Mrs. Elayne Varian, organizer of Finch College’s “Art In Process IV” show, thinks it’s nice to show preparatory sketches, memoranda, notes, etc., along with the work of art, so that viewers can get some idea of the “process” of creation. She framed all the notes and sketches and instructions the artists provided, and hung them on the wall, sometimes even when there was no creation to go with the process of creation. Most of the written material consisted of letters to Mrs. Varian saying, “Yes, I’d love to be in the show. Here is how you assemble my work.” (Of these the most grateful-sounding was Barry Flanagan.) Some of the other stuff was pretty good. An exhausted note from Larry Weiner leaving it to Mrs. Varian as to whether she should actually splash water on the wall or just think about splashing water on the wall. Mel Bochner started scrawling mad-genius stuff like, “Imagine an infinitesimal visual calculus.” Carl Andre showed the process of creation by a careful graph-paper sketch of how to pile 120 bricks in two 60-brick squares. There were lots of hi-jinks in the catalog statements as well. “With the foam pieces,” writes Lynda Benglis, instantly earning the award for Catalog Statement of the Year, “I am continuing my questioning of formal considerations.”

In spite of all this levity there are some uncommonly good pieces in the show. Carl Andre’s brick piece is a modest one, quietly reiterating the principles on which his sculpture has been based for the better part of a decade. Eva Hesse’s is probably the only piece in the exhibition that has nothing to scream about, no manifesto to adhere to and no theory to back it. It is Abstract Expressionist sculpture of a higher order than I would have thought possible, an inspiration I would not have thought available to a younger artist. Her work here struck me as being as stumbling and as deeply felt, as expressive and as inchoate as, say, a work like Pollock’s She Wolf.

Robert Morris produced an Art in Process, just as the show called for.
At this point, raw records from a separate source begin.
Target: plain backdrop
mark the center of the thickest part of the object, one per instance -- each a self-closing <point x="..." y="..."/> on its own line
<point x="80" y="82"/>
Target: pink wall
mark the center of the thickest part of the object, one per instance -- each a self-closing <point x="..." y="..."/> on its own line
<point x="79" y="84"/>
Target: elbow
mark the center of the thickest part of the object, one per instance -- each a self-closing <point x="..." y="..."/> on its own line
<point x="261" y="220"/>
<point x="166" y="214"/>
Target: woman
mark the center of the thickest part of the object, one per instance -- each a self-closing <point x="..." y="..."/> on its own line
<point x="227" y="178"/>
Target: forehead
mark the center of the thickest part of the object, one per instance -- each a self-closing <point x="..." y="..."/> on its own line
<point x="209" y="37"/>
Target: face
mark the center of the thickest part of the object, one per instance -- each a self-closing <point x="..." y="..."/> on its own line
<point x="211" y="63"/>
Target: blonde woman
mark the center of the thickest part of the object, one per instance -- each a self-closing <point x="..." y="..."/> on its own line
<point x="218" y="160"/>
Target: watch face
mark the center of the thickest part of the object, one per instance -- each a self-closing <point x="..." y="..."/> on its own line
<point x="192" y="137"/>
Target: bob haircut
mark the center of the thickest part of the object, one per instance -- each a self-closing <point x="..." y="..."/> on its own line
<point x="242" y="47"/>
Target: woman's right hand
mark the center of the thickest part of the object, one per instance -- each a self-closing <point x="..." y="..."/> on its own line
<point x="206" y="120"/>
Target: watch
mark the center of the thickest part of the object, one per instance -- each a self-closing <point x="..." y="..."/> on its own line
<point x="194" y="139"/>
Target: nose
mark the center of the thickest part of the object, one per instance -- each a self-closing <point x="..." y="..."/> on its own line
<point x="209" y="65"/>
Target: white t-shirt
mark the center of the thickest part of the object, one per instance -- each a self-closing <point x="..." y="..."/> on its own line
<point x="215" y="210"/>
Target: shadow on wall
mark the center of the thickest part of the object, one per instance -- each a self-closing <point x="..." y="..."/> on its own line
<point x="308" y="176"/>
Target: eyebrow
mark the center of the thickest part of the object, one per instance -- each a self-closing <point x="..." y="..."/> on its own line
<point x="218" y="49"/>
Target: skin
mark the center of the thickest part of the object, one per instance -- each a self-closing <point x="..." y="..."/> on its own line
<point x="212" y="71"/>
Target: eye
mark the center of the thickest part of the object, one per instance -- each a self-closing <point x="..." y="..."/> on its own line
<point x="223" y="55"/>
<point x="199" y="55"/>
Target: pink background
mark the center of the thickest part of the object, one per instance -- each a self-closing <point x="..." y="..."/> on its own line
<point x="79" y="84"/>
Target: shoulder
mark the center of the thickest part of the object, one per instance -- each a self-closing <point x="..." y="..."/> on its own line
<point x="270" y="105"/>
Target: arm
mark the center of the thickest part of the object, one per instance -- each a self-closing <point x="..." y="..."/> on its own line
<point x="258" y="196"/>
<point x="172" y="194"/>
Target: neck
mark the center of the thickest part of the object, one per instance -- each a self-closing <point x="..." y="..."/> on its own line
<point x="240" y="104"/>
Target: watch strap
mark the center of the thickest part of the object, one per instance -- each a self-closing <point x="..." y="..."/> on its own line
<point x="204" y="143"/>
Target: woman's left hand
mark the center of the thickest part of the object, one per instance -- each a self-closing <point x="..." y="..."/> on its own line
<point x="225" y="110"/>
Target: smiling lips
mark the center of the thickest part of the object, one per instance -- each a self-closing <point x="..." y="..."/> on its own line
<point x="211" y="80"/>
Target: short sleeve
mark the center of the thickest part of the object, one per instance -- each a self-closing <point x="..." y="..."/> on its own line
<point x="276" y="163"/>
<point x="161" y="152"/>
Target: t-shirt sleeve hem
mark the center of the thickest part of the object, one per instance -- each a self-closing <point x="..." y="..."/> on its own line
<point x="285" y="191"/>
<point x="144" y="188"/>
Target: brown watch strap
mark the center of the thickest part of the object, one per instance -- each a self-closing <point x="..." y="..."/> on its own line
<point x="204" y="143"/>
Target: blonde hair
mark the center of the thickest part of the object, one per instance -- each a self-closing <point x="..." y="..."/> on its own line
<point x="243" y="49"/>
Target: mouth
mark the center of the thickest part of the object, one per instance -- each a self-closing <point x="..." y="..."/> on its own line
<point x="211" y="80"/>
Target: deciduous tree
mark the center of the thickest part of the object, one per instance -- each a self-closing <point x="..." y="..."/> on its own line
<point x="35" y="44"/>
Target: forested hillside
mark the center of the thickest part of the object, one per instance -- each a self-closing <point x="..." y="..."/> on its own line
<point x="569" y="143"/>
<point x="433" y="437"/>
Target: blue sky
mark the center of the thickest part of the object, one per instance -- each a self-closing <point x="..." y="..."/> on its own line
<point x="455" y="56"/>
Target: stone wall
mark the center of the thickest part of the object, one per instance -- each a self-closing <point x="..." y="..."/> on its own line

A constantly rotating camera photographed all four walls of a room and everything happening in it as Morris and his aides solemnly put up a large mirror, panel by panel, and then a large photo mural (of a bunch of people watching a movie) panel by panel. No sooner up than both mirror and mural were taken down, panel by panel. The work done, the film was developed, looped into a constantly rotating projector in the same room and shown against the very walls on which the actions it depicted had taken place. It is not only Art in Process, but an art in constant process, in process and nothing else, more process than anyone had bargained for. Duchampian and arch, the piece hearkens back to the Morris of the Box With Sound of its Own Making.

The show has one of Bruce Nauman’s best pieces, Lighted Performance Box, an ingenious two-part sculpture. The column of the box is a strong sculptural shape, the kind whose “gestalt” is supposedly delivered at a glance. But what is also delivered at a glance is an imperative to look upward at the square of light thrown onto the ceiling by the lamp within the box. Once noted, the patch of light can’t simply be ignored. Taking it into account gives you a two-part sculpture which you “view” by moving your head up and down, like a yo-yo.